Hallo, ich bin grad am ausprobieren mit "beep" und hab festgestellt, dass das ändern der Frequenz in kleinen Schritten keinen Unterschied macht, also "beep -f 440" und "beep -f 439" liefern den selben Ton, der übrigens etwas höher ist als 440 Hz. Irgendwann macht er dann mal einen größeren Tonsprung, wie groß dass Intervall ist, in dem der gleiche Ton immer kommt ist frequenzabhängig, bei besagten 440 Hz sind es ca 15, bei 100 Hz higegen nur 2. Kennt jemand das Phänomen, und eventuell eine Lösung, oder hat jemand eine Idee wieso das so ist?

Schöne Grüße

Christian

----------

## Max Steel

Ich würde einfach sagen dass das, das Ohr nicht auseinanderhalten kann.

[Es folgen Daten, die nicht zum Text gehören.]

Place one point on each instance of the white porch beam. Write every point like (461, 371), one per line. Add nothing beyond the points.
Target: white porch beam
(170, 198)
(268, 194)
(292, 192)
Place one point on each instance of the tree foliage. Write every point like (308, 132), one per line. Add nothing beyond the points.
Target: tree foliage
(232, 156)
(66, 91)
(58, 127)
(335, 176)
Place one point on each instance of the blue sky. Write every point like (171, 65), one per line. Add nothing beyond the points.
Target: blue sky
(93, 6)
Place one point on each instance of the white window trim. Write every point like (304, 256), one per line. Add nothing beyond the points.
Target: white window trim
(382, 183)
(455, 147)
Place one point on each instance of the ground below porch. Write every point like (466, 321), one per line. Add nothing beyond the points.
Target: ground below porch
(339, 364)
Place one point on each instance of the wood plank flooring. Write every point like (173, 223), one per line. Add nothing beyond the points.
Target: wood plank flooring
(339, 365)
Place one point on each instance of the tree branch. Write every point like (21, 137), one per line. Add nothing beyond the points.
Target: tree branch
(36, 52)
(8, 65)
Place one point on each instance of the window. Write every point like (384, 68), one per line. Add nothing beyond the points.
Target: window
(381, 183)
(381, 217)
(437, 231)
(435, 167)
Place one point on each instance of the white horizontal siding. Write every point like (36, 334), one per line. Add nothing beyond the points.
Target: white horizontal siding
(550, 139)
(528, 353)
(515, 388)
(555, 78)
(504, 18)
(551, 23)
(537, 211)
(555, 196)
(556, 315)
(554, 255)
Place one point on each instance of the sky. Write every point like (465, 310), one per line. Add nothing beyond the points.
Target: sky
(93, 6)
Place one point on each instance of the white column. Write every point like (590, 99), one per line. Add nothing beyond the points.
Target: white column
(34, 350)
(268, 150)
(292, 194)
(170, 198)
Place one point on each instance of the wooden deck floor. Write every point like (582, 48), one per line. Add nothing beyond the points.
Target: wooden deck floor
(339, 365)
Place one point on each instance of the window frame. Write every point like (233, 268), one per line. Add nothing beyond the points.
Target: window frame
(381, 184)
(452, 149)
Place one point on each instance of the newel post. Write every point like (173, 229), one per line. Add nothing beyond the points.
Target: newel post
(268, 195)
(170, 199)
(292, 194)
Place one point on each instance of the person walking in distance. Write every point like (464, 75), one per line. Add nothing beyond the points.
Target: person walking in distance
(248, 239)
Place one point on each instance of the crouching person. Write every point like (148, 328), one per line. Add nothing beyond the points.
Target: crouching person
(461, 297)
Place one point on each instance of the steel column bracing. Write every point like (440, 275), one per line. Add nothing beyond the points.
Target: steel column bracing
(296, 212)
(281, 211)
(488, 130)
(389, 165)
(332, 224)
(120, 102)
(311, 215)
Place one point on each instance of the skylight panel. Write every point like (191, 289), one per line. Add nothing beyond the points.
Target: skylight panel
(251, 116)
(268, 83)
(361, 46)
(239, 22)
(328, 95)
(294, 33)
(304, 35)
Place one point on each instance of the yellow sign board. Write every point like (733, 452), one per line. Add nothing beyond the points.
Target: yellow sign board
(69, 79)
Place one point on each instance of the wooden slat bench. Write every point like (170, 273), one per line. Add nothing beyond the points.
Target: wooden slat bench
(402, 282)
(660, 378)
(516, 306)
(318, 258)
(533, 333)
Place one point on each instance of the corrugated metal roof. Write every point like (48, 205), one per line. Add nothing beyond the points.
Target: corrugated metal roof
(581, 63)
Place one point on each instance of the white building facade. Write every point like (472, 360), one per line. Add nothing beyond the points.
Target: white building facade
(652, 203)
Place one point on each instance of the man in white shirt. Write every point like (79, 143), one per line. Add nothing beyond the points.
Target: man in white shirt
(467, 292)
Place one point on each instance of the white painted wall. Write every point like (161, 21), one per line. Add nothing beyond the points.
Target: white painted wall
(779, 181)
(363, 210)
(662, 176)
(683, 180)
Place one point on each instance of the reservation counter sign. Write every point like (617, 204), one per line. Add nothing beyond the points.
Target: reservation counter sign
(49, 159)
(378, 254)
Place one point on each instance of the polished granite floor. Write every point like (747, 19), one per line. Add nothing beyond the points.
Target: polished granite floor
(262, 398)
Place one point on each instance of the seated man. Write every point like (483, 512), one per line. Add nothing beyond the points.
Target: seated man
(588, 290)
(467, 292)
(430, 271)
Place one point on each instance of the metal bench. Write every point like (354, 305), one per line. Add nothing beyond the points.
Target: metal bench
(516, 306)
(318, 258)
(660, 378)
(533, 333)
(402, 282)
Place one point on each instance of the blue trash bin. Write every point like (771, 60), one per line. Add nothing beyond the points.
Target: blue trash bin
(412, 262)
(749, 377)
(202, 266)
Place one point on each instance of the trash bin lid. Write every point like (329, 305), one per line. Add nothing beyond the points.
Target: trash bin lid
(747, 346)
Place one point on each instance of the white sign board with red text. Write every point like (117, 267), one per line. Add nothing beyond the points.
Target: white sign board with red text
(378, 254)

Und dann kommt eben dieser Punkt denn man wieder deutlicher hört, oder so.

----------

## Christian99

nein, es sind ganz eindeutig sprünge, bei einer Frequenz von 100 Hz kann man 1 Hz ohne Probleme hören, außerdem hab ich ein stimmgerät. und eine tonleiter hört sich fürchterlich an.

----------

## think4urs11

Nunja, diese onboard-Quäker sind nunmal alles andere als HiFi.

----------

## Christian99

das ist schon klar, aber eigentlich kann jeder Lautsprecher ein kontinuierliches Frequenzspektrum wiedergeben, halt genau die Frequenz, die der Strom hat, der durch fließt. Die Sprünge können meiner Ansicht nach nicht vom Lautsprecher kommen. Ich hab da eher beep oder so in verdacht, dass eben die frequenzen nicht passend erzeugt, bzw nur in groben schritten. Ist sowas schon jemand aufgefallen?

----------

## think4urs11

paßt nicht ganz zum Thema aber gilt die Lautsprecherthese nur für klassische Membranlautsprecher oder auch für die auf Mainboards oft in Billigstausführung verwendeten ferroelektrischen aka Piezo?

----------

## Christian99

hmm, gute frage. ich würde mal sagen das gilt auch für piezos. die werden ja auch in manchen Lautsprechern für billige Stereoanlagen verwendet. ich denke, der Frequenzbereich ist lediglich nicht so groß wie bei normalen Lautsprechern.

----------